L’UE e la sfida di una globalizzazione da governare – l’Unità

13 maggio 2017

Diceva Albert Einstein: «Non mi preoccupo mai del futuro, arriva sempre abbastanza presto». Parlando di globalizzazione, basta pensare alle nostra realtà quotidiana per capire che il futuro è già arrivato ed occorre attrezzarsi per gestirlo al meglio. Con questo obiettivo, la Commissione europea ha pubblicato un documento strategico nel quale sono contenute idee e proposte per gestire le opportunità e le sfide della globalizzazione in una cornice continentale.

Per molti di noi la globalizzazione ha comportato innanzitutto una straordinaria fonte di arricchimento della propria esperienza di vita. Lavorare, studiare e vivere in un paese diverso da quello di nascita è una prospettiva sempre più alla portata di ognuno di noi, con un aumento esponenziale delle occasioni di scambio tra idee e culture diverse.

Se guardiamo ai numeri, i benefici di queste dinamiche sono innegabili: dal 1970 ad oggi un miliardo e mezzo di persone nel mondo hanno avuto modo di uscire dalla povertà assoluta e oggi si stima che, per ogni miliardo di euro di esportazioni dall’UE, 14.000 nuovi posti di lavoro vengono creati nel nostro continente.

Tuttavia, non possiamo far finta che la globalizzazione non presenti anche aspetti problematici, che proprio sul suolo europeo rischiano di avere le conseguenze più dirompenti. Molti nostri concittadini vedono nella globalizzazione il rischio di un abbassamento dei propri standard, la perdita delle proprie tradizioni e, soprattutto, dei propri posti di lavoro. Ma se l’Europa ospita oggi una parte cospicua del problema (o meglio: una parte cospicua delle “vittime” della globalizzazione), essa ha al tempo stesso l’occasione di diventarne la soluzione.

L’Unione Europea, infatti, ha oggi l’opportunità di influire in modo decisivo sul corso della globalizzazione, ridisegnandone i contorni secondo i propri valori, la propria cultura, i propri diritti. La vittoria di Macron in Francia ci dice che c’è ancora spazio per una prospettiva europeista e globalista che rifugga le tentazioni protezioniste. Mentre i singoli Stati non hanno i mezzi per affrontare da soli la “rivoluzione” in corso, l’UE – coi suoi 500 milioni di cittadini e un quarto del PIL mondiale – si trova nella posizione più adatta per guidarla a beneficio di tutti e affermarsi come il modello da seguire a livello planetario. Per farlo, dobbiamo avere ben chiare le nostre priorità ed i temi su cui è indispensabile fare fronte comune.
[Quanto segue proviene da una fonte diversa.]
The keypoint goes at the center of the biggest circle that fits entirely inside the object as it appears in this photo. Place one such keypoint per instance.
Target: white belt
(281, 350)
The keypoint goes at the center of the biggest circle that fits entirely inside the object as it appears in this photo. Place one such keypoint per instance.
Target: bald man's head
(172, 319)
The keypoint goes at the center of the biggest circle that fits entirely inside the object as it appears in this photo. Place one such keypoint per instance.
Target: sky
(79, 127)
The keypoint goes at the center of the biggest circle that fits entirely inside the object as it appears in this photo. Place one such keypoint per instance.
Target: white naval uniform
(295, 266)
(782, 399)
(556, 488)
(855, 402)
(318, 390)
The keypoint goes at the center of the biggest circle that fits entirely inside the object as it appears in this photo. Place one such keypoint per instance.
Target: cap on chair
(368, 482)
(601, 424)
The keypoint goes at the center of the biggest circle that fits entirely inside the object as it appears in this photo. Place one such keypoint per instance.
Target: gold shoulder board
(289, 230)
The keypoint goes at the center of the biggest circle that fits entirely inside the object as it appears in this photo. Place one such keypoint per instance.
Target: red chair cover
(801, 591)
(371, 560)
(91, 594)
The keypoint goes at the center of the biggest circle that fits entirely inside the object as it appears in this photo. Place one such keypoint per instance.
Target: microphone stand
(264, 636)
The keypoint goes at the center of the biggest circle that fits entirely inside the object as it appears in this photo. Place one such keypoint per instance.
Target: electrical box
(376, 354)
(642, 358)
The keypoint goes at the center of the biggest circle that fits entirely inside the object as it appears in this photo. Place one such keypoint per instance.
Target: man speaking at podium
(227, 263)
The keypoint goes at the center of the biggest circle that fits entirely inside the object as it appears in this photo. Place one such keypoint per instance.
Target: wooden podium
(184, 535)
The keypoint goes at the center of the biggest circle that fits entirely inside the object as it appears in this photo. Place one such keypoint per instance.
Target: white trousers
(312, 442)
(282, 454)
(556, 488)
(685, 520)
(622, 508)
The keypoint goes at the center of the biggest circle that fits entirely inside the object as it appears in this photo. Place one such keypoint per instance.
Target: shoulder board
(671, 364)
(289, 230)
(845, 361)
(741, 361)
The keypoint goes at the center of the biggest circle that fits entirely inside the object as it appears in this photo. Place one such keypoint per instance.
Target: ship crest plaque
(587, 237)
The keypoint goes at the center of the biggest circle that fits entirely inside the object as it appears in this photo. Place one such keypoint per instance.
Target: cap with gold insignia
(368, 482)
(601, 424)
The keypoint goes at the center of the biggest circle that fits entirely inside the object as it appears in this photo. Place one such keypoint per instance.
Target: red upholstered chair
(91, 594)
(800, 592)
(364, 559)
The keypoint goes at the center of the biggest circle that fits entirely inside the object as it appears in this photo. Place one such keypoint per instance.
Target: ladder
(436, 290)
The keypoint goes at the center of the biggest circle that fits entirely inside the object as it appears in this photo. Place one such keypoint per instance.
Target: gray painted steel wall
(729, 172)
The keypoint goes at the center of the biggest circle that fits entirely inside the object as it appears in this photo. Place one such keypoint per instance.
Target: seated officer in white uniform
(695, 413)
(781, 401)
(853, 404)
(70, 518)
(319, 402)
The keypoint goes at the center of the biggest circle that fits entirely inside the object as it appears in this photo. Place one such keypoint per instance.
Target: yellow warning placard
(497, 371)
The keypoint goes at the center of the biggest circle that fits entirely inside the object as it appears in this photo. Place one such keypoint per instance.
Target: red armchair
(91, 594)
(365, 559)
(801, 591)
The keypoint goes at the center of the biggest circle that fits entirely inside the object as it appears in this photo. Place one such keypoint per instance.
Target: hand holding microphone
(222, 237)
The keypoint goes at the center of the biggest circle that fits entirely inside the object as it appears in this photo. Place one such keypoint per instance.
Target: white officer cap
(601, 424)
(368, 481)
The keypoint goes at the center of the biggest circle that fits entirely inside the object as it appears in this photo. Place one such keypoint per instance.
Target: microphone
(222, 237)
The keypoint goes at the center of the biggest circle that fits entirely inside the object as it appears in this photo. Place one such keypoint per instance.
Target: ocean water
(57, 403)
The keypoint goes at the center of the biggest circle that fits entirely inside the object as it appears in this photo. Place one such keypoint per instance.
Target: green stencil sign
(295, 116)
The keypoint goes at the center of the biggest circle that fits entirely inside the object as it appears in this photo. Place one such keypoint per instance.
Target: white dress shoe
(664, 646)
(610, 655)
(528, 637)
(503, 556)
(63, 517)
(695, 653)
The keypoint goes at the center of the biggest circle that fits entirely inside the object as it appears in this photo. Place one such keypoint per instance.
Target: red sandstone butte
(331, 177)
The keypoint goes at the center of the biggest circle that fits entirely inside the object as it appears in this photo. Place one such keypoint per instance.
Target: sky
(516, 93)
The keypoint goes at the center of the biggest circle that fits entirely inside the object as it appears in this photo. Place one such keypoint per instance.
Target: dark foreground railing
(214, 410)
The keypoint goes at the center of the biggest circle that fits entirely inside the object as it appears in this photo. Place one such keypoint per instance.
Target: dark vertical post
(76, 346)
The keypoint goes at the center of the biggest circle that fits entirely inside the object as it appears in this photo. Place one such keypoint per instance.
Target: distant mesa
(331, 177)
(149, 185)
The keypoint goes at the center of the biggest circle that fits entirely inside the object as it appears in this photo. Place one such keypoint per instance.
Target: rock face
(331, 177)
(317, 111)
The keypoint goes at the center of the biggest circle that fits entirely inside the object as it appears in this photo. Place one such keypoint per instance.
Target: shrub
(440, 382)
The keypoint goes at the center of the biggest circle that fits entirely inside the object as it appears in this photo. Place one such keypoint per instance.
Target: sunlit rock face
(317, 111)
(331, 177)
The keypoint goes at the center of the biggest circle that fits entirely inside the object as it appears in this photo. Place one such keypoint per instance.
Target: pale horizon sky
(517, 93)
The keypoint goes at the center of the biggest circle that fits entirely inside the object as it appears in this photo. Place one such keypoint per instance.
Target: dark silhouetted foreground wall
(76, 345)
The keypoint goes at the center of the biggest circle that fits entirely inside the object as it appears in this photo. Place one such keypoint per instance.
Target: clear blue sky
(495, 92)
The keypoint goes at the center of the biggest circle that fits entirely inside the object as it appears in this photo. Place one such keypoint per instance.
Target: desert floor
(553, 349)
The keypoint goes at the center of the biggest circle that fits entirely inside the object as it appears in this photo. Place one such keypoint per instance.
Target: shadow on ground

Del resto, abbiamo già dimostrato di poterlo fare. L’accordo di libero scambio col Canada (CETA) ratificato a febbraio è un ottimo esempio di come l’UE (e in particolare il Parlamento europeo) possa giocare un ruolo decisivo nella promozione di alti standard in materia di diritti dei lavoratori, protezione dei consumatori, qualità dei prodotti e tutela dell’ambiente a livello globale. Accordi commerciali di questo tipo possono davvero influenzare positivamente il corso della globalizzazione, introducendo princìpi di equità e riducendo i rischi di concorrenza sleale da parte di altre aree del pianeta.

Il tema della mondializzazione dell’economia è poi legato a doppio filo con la digitalizzazione e coi cambiamenti che porterà nell’Europa del prossimo futuro. Anche in questo senso, l’UE ha compiuto passi importanti verso la completa realizzazione di un Mercato Unico Digitale. Solo predisponendo una cornice di regole chiare a livello comunitario potremo garantire alle nostre imprese tecnologiche (a partire dalle PMI) di diventare attori globali, tenendo il passo dei modelli di business e delle tendenze emergenti. Un quadro regolatorio semplice e dinamico dovrà andare di pari passo con l’applicazione in tutti gli Stati UE del principio per cui le tasse (anche quelle dei colossi tecnologici mondiali) si pagano là dove sono generati gli utili.

Su questo, come su altri punti delicati, abbiamo l’occasione di affermare i nostri princìpi, per riempire la globalizzazione coi nostri valori, distribuirne i frutti in modo più ampio e permettere ai cittadini europei di coglierne al meglio tutte le opportunità.